If your company features an outdoor campus, it has become increasingly possible to create a perimeter of sensors. The cost and time required to run power and communications across a large area has been a barrier to this approach in the past. But now, it’s possible to run cameras and other types of sensors completely off the electrical grid, with lightweight solar panels and wireless communications. These outdoor sensor systems can run edge computing to analyze data in real-time and alert security staff if there’s a problem.
3. Know the warning signs, and train employees to recognize them.
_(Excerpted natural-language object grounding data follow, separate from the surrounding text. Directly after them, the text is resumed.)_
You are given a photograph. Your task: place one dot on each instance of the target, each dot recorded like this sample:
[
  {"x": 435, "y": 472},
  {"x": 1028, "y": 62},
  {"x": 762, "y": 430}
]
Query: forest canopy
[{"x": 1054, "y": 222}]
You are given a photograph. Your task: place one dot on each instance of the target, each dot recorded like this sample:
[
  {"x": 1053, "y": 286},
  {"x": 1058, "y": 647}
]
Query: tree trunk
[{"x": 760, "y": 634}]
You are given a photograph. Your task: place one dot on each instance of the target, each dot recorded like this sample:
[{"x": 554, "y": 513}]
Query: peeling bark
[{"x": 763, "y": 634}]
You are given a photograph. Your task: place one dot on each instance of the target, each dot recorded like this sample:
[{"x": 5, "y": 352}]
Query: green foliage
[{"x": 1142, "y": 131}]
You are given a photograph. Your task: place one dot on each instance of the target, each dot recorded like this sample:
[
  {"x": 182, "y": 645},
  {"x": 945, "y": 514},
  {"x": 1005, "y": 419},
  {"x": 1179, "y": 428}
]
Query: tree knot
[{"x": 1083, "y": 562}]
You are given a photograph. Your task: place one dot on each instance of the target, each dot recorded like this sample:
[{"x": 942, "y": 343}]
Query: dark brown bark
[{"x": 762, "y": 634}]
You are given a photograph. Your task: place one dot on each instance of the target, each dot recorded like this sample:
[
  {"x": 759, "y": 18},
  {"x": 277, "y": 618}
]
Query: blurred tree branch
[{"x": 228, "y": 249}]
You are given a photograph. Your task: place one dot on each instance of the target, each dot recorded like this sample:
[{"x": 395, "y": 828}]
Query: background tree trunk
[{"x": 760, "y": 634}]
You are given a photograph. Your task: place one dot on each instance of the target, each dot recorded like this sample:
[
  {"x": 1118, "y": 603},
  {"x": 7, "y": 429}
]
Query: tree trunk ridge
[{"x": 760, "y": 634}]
If someone is abusing drugs or alcohol, or saying paranoid things, or acting angry or withdrawn, it may make sense to reach out and see what’s bothering them before it potentially morphs into something serious. Likewise, if a customer is hitting things or throwing things around, your employees should know how to handle the situation.
Conflict is less likely to veer into violence if employees have tools for handling difficult situations. If the worst does happen, employees need to know what to do. Have a written plan. Provide regular training sessions about bullying and violence prevention. OSHA lists training resources here.
4. Create, and enforce, a no-tolerance policy for violence.
Research suggests that a significant percentage of workplace violence isn’t reported, though additional studies are needed. Create a company culture that encourages employees to take reports seriously and to act on them, if they’re credible. Make it clear that people should not have to enter any place where they feel unsafe.
5. Get ahead of the curve.
Meanwhile, Silicon Valley is beginning to put a more urgent emphasis on security: Tourists who want to visit Facebook and Google headquarters now have to content themselves with taking selfies in front of the logos in front of those offices. Since the April 2018 shooting, YouTube has upgraded its security, adding a smart fence, more surveillance and security checkpoints.
At the Yountville Veteran’s Home, the treatment center has been closed since the shooting incident. The home has contracted with California Highway Patrol to provide better security for the campus, and sister VA facilities in the region are increasingly turning to smart sensor systems to act as force multipliers in outdoor areas of campus.
You can find more in-depth information in these OSHA Guidelines. They were written specifically for those working in healthcare, but most of the information makes sense in any workplace.